Ha sido llegar a mi ciudad, poder disfrutar del sol, del buen tiempo, buenas temperaturas y cambiar radicalmente.
Hay cosas que no se pueden evitar y yo soy de las personas que necesita a diario una dosis de sol y buen tiempo para vivir. No se, será que cambiar tan radicalmente mi estilo de vida, a veces se hace bastante duro.
Ahora puedo decir que tengo las pilas totalmente recargadas para afrontar otra etapa hasta que vuelva a casa.
Pero hay en otros aspectos que también me ha influido el venir hasta mi querida ciudad, parece que el sur me hace ver las cosas con mayor nitidez.

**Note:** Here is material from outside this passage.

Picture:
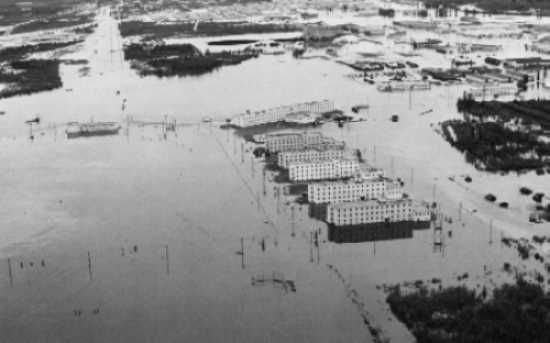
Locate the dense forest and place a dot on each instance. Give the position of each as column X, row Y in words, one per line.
column 514, row 313
column 495, row 6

No se si será la contaminación de Huelva o es que esta ciudad tiene algo especial, pero es llegar a ella y empezar a ver las cosas desde otro punto de vista.
Por algo la llaman la ciudad de la luz. Es llegar y esa luz especial que tenemos, ilumina por completo mi vida.
Mientras en esta semana tenía dudas, ha sido llegar a casa y resolverse por completo.
Esto se puede interpretar de muchas formas, desde que la distancia me ha hecho darme cuenta de lo importante que es para mi o haciendo referencia al tiempo, digamos que han desaparecido los nubarrones que tapaban los rayos de sol.
Al llegar al sur he vuelto a ver la luz. Esa luz que desprende su mirada a diario, que me encanta ver cada mañana. Aunque estemos a cientos de kilómetros de distancia, sigo percibiendo esa luz y cuento cada segundo que falta para volver a verla.